Trends in AI - The WIPO Report

On January 31, 2019, WIPO launched a new annual report series titled "Technology Trends", with AI as the focal point of the first report.

The report identified various trends related to the patenting of AI and looked specifically at three dimensions of AI: techniques (e.g. machine learning), functional applications (e.g. computer vision, speech processing) and fields (e.g. telecommunications, transportation). The report also revealed the top industry and academic players filing AI patent applications as well as the geographical distribution of AI-related patent protection and scientific publications.
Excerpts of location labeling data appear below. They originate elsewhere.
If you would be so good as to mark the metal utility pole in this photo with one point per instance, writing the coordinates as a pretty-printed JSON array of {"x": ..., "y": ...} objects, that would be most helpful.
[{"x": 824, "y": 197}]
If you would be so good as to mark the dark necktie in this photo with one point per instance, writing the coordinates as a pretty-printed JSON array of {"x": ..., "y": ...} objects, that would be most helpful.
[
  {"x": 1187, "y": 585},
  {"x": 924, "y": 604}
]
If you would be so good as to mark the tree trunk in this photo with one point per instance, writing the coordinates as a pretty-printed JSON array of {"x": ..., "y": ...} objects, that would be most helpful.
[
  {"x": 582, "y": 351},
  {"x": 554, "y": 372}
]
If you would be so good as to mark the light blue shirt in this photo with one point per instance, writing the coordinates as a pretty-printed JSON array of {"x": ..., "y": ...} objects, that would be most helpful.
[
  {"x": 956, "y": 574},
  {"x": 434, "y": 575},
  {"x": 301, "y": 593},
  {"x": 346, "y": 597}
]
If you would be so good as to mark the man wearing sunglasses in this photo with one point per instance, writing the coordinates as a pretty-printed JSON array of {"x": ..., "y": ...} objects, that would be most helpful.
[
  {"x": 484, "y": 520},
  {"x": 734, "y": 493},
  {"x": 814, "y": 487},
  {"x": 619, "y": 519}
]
Computer vision (including image recognition) was identified as the most popular AI application mentioned in 49% of all AI-related patent documents. The predominant fields for AI patents were transportation and telecommunications followed by security and life sciences. Within transportation, patent filings related to autonomous vehicles had a remarkable annual growth rate of 42% over a 3 year period with 5,569 filings in 2016. Other fields that showed less volume but notable growth in patent filings include AI-related banking and finance, smart cities and agriculture.

The report also revealed that the applicants with the most AI patent application families were IBM, Microsoft, and Toshiba. Remarkably, Chinese universities and public research organizations accounted for more than one-fifth of the top 500 patent applicants for AI patents. While a large number of AI-related patent applications are filed domestically in China, just 4% of those applications were also filed abroad in at least one foreign jurisdiction. 40% of patent applications first filed in Japan and 32% of patent applications first filed in the US are subsequently also filed elsewhere. The US, China, and Japan remain the three most popular offices for filing AI patents, accounting for 78% of total patent filings.

Kai-Fu Lee (Chairman and CEO of Sinovation Ventures and former President of Google China) was quoted in the report saying that Canada has extraordinary talent in terms of research, but lacked an ecosystem to turn the expertise into an economic advantage.

This statement is backed-up by data in the report showing that the relative share of scientific publications by authors in Canada is vastly greater than the number of patent families filed in Canada. In contrast, the US, China and Japan each account for a larger share of patent families than scientific publications. Canadian companies and institutions involved in AI research and development should carefully consider a global patent strategy to compete with dominant industry players in the US, China and Japan.